Fading eyesight was eventually to rob him of the pleasures of the summer game, an affliction he bore with stoicism and great good-humour. "Tell me," he asked one day as he fruitlessly raked the field of play with his binoculars. "Who's batting?" I supplied the name of the two batsmen at the wicket. "No, no. With the greatest possible respect: which team?"
Eric Barton was born in 1909 at Kew, the area of London he was to inhabit all his life, and was educated at Battersea Grammar School and University College London. Aged 18, he went to work for a publisher. Later he did a stint with the antiquarian firm of Dulau & Co, eventually setting up first in partnership, then, as befitted his independent spirit, on his own.
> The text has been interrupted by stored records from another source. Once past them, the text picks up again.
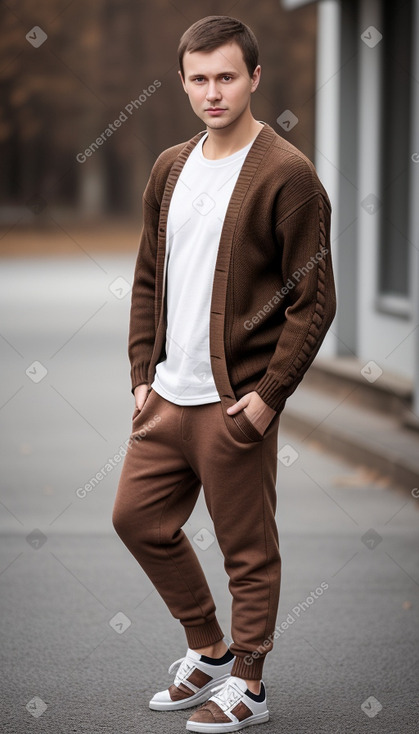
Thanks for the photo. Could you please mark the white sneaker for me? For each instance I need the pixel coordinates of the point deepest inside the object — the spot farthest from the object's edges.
(230, 709)
(194, 681)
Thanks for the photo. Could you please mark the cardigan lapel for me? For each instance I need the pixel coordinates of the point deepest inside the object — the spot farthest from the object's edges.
(262, 142)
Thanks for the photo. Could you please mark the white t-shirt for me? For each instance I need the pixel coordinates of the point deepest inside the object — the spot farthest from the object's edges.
(195, 220)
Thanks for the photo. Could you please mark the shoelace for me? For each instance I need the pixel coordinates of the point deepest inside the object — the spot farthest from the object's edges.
(226, 697)
(184, 667)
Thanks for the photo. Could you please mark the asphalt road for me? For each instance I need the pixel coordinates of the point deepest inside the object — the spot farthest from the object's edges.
(85, 639)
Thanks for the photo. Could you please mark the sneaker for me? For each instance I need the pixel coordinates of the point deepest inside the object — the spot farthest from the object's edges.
(195, 679)
(232, 708)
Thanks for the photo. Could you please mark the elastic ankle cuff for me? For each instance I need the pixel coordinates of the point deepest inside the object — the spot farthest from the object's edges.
(204, 634)
(248, 667)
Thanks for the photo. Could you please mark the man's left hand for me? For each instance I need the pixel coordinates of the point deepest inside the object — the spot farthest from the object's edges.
(258, 412)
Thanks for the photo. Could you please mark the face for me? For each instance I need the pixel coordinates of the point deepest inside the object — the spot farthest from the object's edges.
(218, 84)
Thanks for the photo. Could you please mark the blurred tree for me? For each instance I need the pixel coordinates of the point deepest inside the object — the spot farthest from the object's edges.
(58, 98)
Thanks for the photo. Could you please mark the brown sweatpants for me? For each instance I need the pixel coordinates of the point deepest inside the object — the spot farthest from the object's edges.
(174, 450)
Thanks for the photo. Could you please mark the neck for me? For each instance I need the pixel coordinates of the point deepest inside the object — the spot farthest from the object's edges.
(223, 142)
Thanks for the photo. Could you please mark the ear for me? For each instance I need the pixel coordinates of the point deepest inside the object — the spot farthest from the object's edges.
(256, 78)
(182, 80)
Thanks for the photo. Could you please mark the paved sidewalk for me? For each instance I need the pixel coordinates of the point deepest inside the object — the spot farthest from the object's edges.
(85, 639)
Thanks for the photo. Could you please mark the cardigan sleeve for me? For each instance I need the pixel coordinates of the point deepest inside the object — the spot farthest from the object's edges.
(304, 240)
(142, 322)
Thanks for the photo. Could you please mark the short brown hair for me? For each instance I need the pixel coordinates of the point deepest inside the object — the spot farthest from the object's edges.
(216, 30)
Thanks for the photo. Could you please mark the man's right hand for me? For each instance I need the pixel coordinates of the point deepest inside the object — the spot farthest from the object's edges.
(140, 394)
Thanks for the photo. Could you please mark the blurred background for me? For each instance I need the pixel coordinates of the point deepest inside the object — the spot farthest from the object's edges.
(89, 97)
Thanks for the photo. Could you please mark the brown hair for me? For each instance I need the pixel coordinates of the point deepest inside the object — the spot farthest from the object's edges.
(214, 31)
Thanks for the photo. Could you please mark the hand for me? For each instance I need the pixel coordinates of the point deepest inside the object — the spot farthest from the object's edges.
(259, 413)
(140, 394)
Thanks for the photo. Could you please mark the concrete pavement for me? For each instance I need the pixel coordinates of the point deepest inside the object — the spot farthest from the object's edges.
(85, 639)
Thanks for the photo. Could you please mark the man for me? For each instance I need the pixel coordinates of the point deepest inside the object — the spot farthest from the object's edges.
(233, 294)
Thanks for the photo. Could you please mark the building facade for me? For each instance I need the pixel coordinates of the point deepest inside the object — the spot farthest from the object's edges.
(367, 155)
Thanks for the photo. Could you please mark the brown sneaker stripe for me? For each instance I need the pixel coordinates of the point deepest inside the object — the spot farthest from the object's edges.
(177, 693)
(198, 678)
(241, 711)
(210, 713)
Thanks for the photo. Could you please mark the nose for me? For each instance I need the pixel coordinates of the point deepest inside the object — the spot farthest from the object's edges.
(213, 92)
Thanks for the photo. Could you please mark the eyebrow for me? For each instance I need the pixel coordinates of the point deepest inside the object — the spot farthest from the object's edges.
(222, 73)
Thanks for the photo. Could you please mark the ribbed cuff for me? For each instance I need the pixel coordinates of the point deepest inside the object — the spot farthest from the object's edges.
(204, 634)
(248, 667)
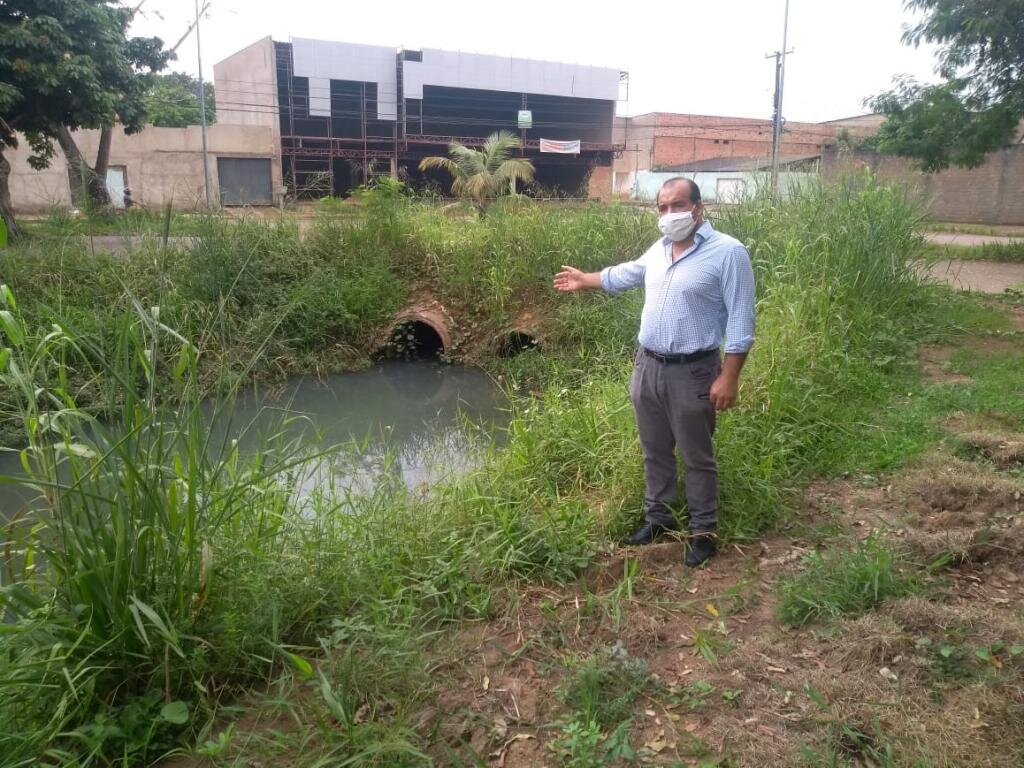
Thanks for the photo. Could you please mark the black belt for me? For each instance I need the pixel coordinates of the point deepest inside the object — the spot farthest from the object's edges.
(677, 358)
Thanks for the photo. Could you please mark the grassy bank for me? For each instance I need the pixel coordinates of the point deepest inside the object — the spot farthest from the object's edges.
(178, 574)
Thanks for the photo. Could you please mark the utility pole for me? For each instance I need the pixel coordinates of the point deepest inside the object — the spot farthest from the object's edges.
(776, 134)
(202, 110)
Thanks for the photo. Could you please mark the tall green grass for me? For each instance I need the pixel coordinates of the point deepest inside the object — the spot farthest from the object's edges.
(164, 574)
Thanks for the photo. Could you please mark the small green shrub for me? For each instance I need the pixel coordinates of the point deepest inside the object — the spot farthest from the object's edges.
(843, 583)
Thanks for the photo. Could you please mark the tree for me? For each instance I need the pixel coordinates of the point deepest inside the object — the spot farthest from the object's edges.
(172, 100)
(978, 108)
(483, 174)
(67, 65)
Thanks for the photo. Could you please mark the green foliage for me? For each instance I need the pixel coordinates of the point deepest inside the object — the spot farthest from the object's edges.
(77, 68)
(69, 66)
(483, 174)
(180, 570)
(843, 583)
(603, 689)
(172, 100)
(978, 108)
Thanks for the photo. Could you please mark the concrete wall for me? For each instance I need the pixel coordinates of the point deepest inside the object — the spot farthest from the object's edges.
(162, 165)
(599, 184)
(246, 86)
(991, 194)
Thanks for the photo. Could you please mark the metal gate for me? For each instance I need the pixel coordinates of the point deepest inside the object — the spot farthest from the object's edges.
(245, 181)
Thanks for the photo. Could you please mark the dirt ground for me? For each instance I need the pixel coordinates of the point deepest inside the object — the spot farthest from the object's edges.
(981, 276)
(931, 679)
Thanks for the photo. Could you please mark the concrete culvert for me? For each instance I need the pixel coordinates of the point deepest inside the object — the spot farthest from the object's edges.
(513, 342)
(413, 339)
After the Second World War, in which, excused from front-line service because of a perforated eardrum, he served with the Royal Army Medical Corps, shortage of capital deprived him of a distinguished library of French books which might have changed the course of his bookselling career. Yet with the ephemeral treasures he did market - the comic postcard, the children's book, the memorabilia of murder (he was a Jack the Ripper buff as well as an authority on the acid-bath murderer, John George Haig) - he had a closer affinity than with the grander, more mainstream, expensive landmarks of the printer's art.
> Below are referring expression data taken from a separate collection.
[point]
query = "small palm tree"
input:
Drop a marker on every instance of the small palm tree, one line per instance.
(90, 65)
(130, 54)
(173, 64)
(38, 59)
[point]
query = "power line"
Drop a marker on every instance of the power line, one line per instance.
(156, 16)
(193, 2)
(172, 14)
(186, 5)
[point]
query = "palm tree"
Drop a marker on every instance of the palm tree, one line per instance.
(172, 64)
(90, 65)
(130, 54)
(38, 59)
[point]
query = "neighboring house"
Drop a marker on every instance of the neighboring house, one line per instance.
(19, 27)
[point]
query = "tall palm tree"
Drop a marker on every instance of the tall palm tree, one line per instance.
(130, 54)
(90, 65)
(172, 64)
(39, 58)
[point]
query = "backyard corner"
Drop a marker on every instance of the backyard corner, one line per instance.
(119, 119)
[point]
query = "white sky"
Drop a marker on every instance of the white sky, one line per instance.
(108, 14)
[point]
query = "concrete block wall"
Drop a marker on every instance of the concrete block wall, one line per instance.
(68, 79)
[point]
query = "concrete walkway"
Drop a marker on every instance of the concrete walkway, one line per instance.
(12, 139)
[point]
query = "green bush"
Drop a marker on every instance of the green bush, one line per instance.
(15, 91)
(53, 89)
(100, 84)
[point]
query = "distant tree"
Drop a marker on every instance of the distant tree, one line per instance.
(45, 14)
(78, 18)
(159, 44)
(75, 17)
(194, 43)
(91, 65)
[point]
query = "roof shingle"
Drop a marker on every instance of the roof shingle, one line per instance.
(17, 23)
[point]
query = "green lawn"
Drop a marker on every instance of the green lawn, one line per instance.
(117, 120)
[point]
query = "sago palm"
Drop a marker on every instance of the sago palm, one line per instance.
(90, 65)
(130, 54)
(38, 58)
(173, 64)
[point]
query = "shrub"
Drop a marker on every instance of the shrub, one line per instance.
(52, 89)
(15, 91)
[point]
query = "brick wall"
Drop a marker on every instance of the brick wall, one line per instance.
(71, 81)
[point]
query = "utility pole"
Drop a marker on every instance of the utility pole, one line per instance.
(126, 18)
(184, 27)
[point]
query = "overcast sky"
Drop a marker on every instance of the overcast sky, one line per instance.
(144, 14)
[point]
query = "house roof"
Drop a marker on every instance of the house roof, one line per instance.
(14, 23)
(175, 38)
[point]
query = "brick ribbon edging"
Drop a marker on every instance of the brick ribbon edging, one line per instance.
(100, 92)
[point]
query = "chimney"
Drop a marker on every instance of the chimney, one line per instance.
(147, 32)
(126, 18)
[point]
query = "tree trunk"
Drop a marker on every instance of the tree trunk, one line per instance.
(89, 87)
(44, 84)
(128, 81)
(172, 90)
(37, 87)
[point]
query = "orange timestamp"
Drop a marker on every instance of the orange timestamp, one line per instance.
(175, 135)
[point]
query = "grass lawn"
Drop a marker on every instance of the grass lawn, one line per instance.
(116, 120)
This concentration on minutiae did not blind him to the necessity for public action on two important literary fronts: the preservation for the nation of Dylan Thomas's boathouse at Laugharne; and the erection of an LCC plaque on the Tite Street house of Oscar Wilde. Both enterprises were crowned with success.
Timothy d'Arch Smith
Eric William Wild Barton, bookseller: born Kew, Surrey 7 May 1909; married 1948 Irina Rowlands-Wisbeach (two sons, and one daughter deceased); died London 21 May 1997.